In fact, it was this initiative, Rees said, that influenced the decision of the filmmakers, with whom she worked closely over the course of five years (even to the extent of providing them with a place to stay for weeks at a time), to shoot the film as a theatrical narrative rather than the type of documentary that would have been more typical of the subject matter. The widespread release and well-known names attached to the film will hopefully help to draw large numbers of summer viewers, which will more than offset the negative effect of the lack in background information, as well as the frenetic pace it takes to try to cram its wide-ranging subject material into a short runtime—which Rees readily admits as a problem.

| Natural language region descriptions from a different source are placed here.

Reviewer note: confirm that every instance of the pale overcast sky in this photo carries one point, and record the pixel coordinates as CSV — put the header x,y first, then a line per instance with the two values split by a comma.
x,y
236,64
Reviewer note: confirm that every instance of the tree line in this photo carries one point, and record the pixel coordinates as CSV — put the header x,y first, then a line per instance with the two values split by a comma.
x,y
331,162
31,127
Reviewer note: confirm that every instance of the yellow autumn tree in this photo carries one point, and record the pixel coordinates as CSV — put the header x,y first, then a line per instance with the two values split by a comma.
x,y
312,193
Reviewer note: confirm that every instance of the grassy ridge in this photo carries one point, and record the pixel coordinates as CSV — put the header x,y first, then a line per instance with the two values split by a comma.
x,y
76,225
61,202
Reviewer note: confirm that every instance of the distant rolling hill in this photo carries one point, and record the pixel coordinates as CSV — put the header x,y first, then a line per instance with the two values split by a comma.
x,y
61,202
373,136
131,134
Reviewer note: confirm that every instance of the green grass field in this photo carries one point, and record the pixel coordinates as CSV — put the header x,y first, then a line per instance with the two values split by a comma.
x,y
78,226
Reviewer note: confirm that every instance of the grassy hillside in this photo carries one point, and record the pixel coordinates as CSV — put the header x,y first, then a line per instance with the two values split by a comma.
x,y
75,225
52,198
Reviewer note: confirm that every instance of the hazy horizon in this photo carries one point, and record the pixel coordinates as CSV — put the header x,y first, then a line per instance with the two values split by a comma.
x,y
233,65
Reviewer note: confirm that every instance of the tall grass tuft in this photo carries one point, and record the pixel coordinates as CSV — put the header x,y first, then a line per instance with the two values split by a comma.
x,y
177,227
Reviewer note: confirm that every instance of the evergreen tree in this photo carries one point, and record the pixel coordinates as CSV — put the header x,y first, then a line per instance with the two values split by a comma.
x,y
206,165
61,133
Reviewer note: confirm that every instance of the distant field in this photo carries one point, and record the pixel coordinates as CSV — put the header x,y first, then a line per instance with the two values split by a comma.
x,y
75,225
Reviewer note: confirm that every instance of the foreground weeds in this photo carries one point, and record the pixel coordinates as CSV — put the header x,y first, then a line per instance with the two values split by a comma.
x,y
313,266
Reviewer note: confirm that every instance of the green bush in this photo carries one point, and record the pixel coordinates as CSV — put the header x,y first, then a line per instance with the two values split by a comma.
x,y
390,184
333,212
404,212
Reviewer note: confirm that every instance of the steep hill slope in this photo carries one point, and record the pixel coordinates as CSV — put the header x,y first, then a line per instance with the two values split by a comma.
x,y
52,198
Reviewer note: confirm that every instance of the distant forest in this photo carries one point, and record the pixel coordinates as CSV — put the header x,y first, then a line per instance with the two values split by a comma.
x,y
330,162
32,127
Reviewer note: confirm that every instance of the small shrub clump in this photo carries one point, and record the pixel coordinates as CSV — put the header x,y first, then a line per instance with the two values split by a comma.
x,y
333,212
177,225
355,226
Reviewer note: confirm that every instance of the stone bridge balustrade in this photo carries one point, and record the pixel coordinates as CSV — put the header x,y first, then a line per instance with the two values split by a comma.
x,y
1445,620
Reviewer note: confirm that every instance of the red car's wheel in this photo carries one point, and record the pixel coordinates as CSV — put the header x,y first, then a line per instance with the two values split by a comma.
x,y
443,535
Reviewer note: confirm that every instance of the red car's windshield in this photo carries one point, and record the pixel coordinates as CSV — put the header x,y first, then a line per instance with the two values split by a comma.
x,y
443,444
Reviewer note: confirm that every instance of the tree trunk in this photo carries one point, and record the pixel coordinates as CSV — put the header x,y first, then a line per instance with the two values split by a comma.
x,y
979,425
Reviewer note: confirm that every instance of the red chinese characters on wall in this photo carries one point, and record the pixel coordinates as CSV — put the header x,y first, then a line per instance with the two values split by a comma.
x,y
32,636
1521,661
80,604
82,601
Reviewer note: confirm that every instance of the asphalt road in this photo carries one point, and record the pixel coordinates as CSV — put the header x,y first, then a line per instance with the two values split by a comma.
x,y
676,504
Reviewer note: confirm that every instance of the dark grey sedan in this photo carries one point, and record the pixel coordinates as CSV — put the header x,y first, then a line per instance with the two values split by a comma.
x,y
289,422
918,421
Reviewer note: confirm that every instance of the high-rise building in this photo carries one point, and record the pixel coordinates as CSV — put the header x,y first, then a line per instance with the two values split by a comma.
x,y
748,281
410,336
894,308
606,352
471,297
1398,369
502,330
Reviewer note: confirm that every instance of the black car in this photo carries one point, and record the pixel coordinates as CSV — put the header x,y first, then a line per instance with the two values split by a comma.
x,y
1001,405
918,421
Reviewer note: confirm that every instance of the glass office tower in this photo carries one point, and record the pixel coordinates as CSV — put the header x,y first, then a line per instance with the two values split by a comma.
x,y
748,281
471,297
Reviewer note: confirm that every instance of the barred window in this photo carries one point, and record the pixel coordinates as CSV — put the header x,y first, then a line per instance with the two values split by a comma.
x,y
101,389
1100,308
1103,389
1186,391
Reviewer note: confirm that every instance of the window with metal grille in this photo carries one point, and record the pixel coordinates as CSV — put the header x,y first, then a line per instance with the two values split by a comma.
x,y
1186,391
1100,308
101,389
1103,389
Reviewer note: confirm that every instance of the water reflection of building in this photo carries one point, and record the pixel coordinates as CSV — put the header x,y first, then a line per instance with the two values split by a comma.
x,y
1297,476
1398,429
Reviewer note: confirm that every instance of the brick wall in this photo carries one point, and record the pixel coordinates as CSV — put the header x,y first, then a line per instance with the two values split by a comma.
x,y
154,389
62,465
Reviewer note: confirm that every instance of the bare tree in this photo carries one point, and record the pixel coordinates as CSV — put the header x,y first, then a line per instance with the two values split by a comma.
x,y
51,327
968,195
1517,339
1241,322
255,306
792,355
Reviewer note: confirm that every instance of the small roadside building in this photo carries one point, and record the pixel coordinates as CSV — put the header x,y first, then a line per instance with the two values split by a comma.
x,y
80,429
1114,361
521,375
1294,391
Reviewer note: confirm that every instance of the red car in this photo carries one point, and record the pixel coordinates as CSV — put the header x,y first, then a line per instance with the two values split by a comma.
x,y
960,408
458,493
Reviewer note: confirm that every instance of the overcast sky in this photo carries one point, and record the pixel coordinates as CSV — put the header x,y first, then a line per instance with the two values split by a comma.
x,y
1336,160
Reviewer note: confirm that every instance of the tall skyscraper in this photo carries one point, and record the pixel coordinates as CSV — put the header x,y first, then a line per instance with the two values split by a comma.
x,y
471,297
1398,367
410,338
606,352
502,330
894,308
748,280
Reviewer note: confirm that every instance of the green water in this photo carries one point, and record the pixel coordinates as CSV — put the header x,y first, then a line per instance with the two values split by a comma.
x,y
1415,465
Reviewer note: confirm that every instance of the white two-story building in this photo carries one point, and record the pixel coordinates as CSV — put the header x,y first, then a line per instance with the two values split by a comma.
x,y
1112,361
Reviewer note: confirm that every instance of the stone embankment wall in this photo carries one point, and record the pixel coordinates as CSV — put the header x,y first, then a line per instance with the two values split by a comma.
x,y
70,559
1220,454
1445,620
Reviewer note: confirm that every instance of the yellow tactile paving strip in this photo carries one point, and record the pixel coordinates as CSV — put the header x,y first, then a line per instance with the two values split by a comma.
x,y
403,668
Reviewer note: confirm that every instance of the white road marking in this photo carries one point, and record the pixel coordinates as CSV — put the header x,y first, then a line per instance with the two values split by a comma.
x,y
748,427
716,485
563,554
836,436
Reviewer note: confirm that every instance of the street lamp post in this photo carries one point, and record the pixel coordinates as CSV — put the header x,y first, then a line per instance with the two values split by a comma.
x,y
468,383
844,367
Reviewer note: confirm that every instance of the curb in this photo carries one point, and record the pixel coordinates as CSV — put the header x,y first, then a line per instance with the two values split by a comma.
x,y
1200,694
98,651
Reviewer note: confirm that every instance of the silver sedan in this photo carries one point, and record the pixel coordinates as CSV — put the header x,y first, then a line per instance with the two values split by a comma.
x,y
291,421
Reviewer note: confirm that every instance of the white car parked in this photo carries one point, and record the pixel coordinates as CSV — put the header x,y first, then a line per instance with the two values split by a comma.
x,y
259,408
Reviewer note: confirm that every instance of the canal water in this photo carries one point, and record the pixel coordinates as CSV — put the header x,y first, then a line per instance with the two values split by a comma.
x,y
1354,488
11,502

That is where The Whistleblower suffers: In its rush to include all of the details and particulars of the story it is trying to tell, it somewhat paradoxically risks passing them by. The details surrounding Bolkovac’s personal life—her divorce, the strained relations it produces with her daughter and the boyfriend with whom she shacks up within the first half hour of the film—are likely included as an attempt to humanize Bolkovac, but end up, in their hasty want of depth, doing the opposite. In conjunction with an extensive cast of nearly identical male characters, as well as a setting most likely unfamiliar to most American viewers, the marginal character development makes it difficult to identify with the issues Bolkovac faces personally within the film.
The issues she and Rees shared institutionally, however, are something else entirely, as evidenced by the reaction of the WILPF crowd following the screening. A question-and-answer session with Rees and Donna Bickford, the director of the UNC Women’s Center, gave viewers the opportunity to vent their frustrations, and to discuss courses of action for dealing with sex trafficking in the future. The scope of the discussion was limited to neither global nor domestic sex trafficking, but rather concerned the ways in which the two often overlap. It may be fitting, then, that the British-born Rees and her experiences in Bosnia made their way all the way to Chapel Hill for the night: If the issue itself is one that crosses strange and varied borders of countries, states and nations, then it should come as no surprise that its awareness initiatives might do the same.